— Черт нас побери!
— В чем дело?
— Мы все «завтра» да «завтра». Вы думаете, кулаки этой ночью будут спать? Думаете, они ничего не узнают? Плохи они будут.
— Ну что, что?
— Караулы надо сегодня же с вечера на концах улиц поставить. По два человека на каждый конец. Как это мы упустили?
— Правда, Илья, — подтвердил Сорокин. — Как только стемнеет, они — не один, так другой кулак — двинутся с хлебом или прямой дорогой на станцию, или окольным путем в чужое село.
— Всех караульных нужно человек шестнадцать, — подсчитал Илья. — Только кого назначить? Если из бедноты, они за ночь устанут и завтра на проверку амбаров не выйдут.

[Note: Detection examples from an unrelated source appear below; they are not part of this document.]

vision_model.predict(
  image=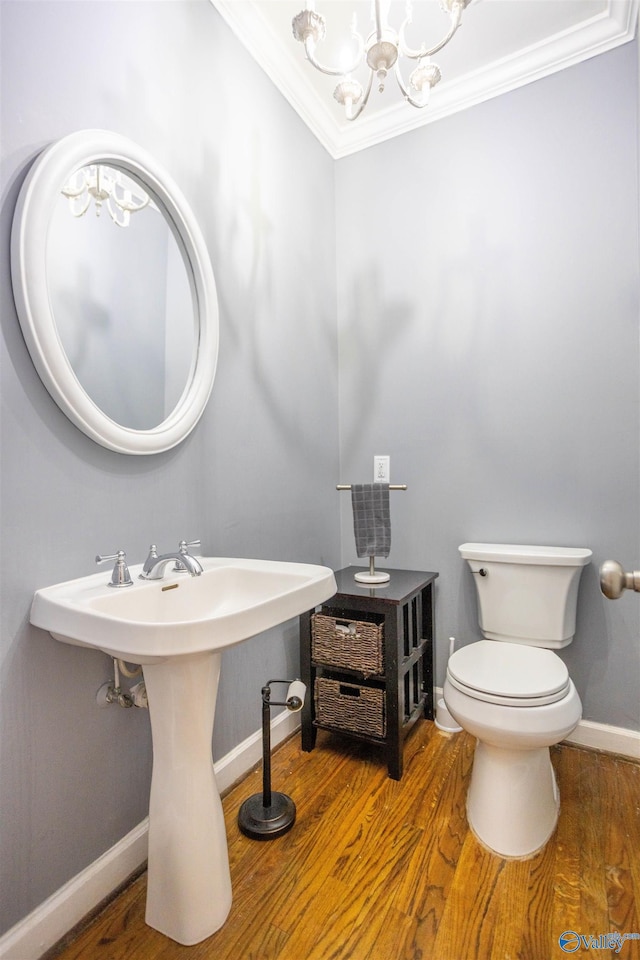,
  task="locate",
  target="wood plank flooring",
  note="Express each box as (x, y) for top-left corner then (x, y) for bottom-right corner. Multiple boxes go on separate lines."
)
(50, 721), (640, 960)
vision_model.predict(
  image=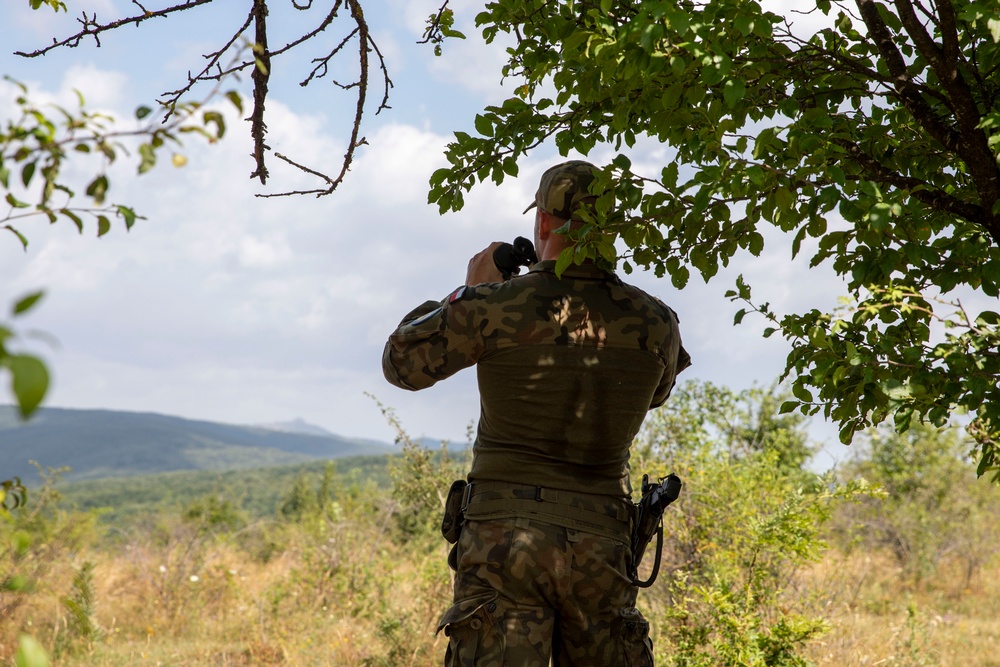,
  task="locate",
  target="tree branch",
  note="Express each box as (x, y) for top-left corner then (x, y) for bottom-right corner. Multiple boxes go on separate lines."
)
(14, 0), (214, 58)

— Надо из мужиков, кои живут в крайних избах на концах улиц, — предложила Соня. — Обяжем их стоять возле своих изб и задерживать каждого, кто будет выезжать из села.

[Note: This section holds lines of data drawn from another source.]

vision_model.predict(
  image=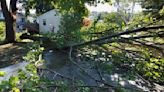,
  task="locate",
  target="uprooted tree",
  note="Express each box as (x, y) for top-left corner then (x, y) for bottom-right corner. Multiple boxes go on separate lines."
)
(0, 0), (17, 42)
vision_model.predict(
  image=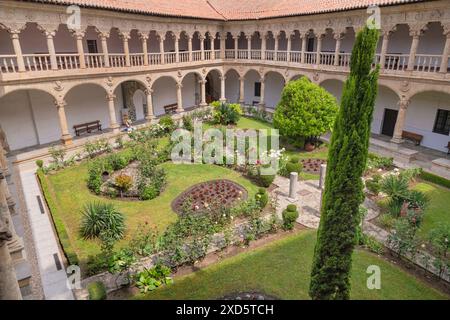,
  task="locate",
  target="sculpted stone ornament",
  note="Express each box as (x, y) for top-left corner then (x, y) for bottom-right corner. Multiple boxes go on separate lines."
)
(0, 126), (11, 152)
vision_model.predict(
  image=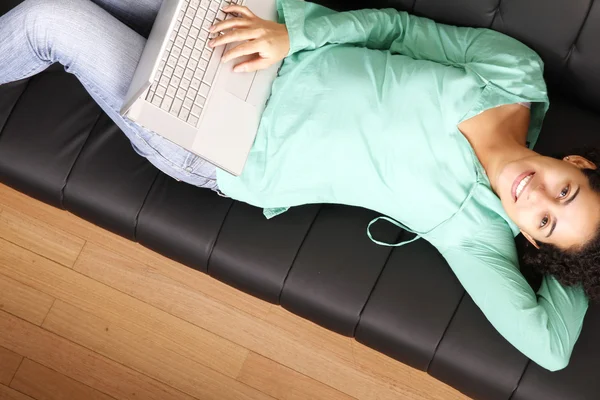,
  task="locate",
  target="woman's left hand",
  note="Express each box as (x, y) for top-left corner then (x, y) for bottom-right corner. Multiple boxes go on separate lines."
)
(209, 6), (290, 72)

— А если они гумнами? — спросил я. — А там на дорогу — и к станции!
— И это верно, — согласился Григорий.
Долго думали, как организовать караулы и где их поставить.

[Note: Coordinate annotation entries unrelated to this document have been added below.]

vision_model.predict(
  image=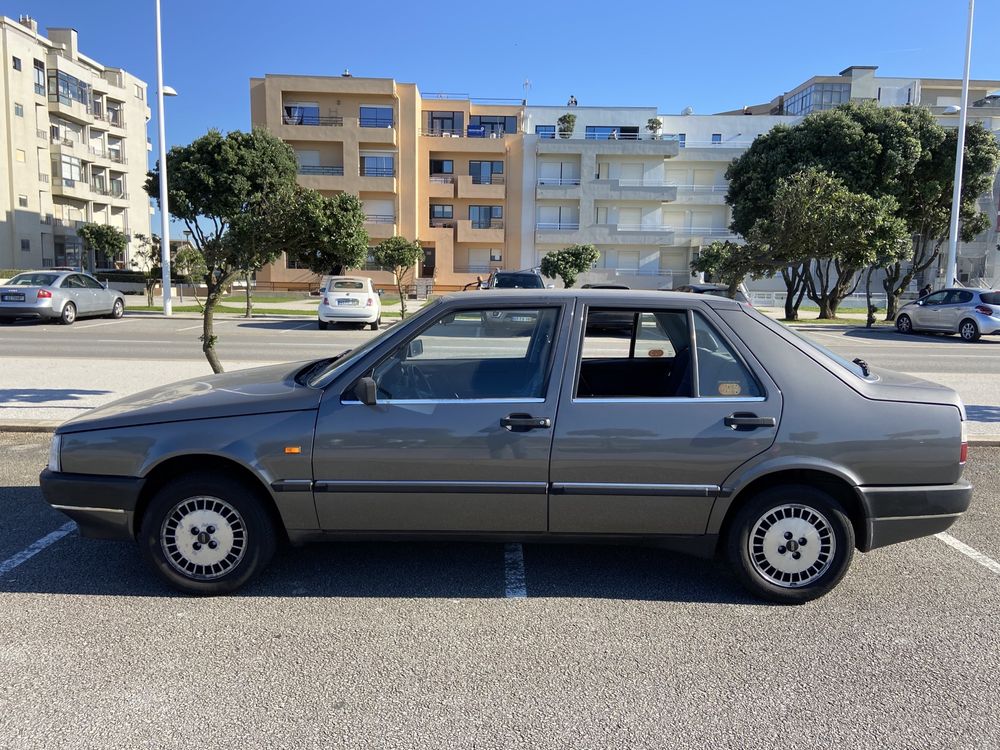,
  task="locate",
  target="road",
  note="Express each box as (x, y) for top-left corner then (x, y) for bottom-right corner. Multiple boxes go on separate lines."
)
(0, 434), (1000, 750)
(7, 315), (1000, 435)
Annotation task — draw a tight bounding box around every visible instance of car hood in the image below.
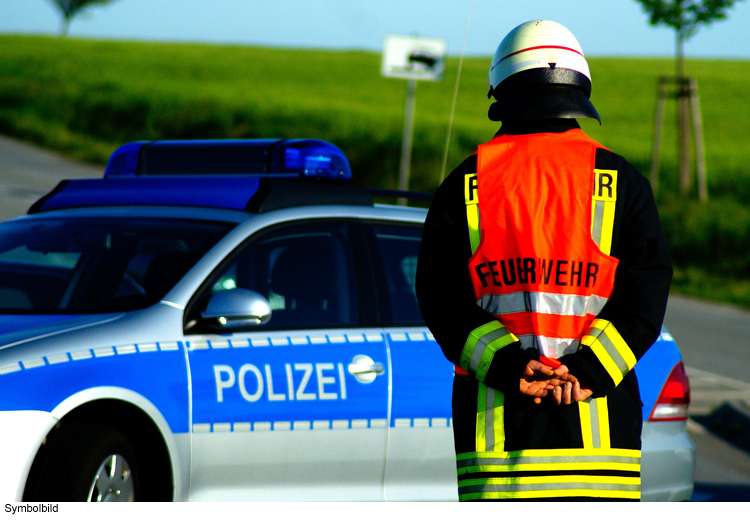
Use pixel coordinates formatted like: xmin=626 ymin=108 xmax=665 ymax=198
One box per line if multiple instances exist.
xmin=0 ymin=313 xmax=125 ymax=349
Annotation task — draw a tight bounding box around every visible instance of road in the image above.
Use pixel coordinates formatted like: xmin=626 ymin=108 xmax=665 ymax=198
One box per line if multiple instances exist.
xmin=0 ymin=136 xmax=750 ymax=501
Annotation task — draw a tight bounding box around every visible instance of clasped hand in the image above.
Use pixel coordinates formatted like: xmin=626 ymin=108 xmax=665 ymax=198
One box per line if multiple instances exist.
xmin=519 ymin=360 xmax=593 ymax=405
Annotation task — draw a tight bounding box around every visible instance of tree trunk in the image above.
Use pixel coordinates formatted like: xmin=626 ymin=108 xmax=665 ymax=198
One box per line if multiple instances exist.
xmin=60 ymin=16 xmax=70 ymax=37
xmin=675 ymin=30 xmax=692 ymax=195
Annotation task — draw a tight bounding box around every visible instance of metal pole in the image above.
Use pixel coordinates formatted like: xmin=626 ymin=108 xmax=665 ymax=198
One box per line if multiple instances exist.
xmin=678 ymin=77 xmax=693 ymax=195
xmin=398 ymin=79 xmax=417 ymax=206
xmin=690 ymin=77 xmax=708 ymax=202
xmin=651 ymin=78 xmax=667 ymax=195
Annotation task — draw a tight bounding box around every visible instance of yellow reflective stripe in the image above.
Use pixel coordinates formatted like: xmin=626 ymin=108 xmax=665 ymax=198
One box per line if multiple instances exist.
xmin=594 ymin=397 xmax=611 ymax=449
xmin=458 ymin=489 xmax=641 ymax=501
xmin=581 ymin=318 xmax=636 ymax=386
xmin=458 ymin=475 xmax=641 ymax=500
xmin=458 ymin=475 xmax=641 ymax=488
xmin=456 ymin=447 xmax=641 ymax=461
xmin=476 ymin=383 xmax=487 ymax=451
xmin=492 ymin=390 xmax=505 ymax=451
xmin=476 ymin=383 xmax=505 ymax=452
xmin=456 ymin=449 xmax=641 ymax=475
xmin=456 ymin=462 xmax=641 ymax=475
xmin=578 ymin=401 xmax=594 ymax=449
xmin=464 ymin=173 xmax=482 ymax=254
xmin=578 ymin=397 xmax=610 ymax=449
xmin=591 ymin=169 xmax=617 ymax=255
xmin=458 ymin=320 xmax=518 ymax=383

— Очень просто, — додумался Илья. — Все дороги на станцию идут через мост Варюшина оврага. Его не миновать. Вот под мостом и поставить усиленный караул.
— Под мостом? — удивился Григорий.
— А что же?
— Караульщики не полезут под мост, испугаются.
— Найдем фронтовиков, — проговорил Илья, — не струсят. У некоторых винтовки для острастки и для храбрости есть.
Мы сидели дотемна. Договорились, что караулы следует выставить только на концах улиц. Мост оставили в покое.
Приказы были переписаны. Григорий их подписывал, расписались и все члены комитета. Документы важные — на каждом печать. Роздали их членам комитета и пошли наряжать караулы. Мы с Никитой и Соней направились домой.
Было уже темно. Под ногами хлюпала грязь.
— Ну, Соня, как тебе нынче понравилось? — спросил я. — Не боишься?
— Чего бояться!
Мы проводили Соню до ее дома. Когда подошли к нашей избе, Никита сказал:
— Видать, славная девушка.
В доме все уже спали, кроме матери. Она ждала нас в темноте. Зажгла пятилинейную лампу, на дне которой было совсем мало керосину, и торопливо принялась собирать на стол. При этом она не молчала. Не в ее натуре молчать. Сперва она делала нам проборку вообще.
— Ушли — и пропали. Не жравши целый день. Хоть бы далеко были, а то вот тут. Ждала, ждала, у самой кишки подвело. Похлебка-то не остыла еще. Курятиной пахнет?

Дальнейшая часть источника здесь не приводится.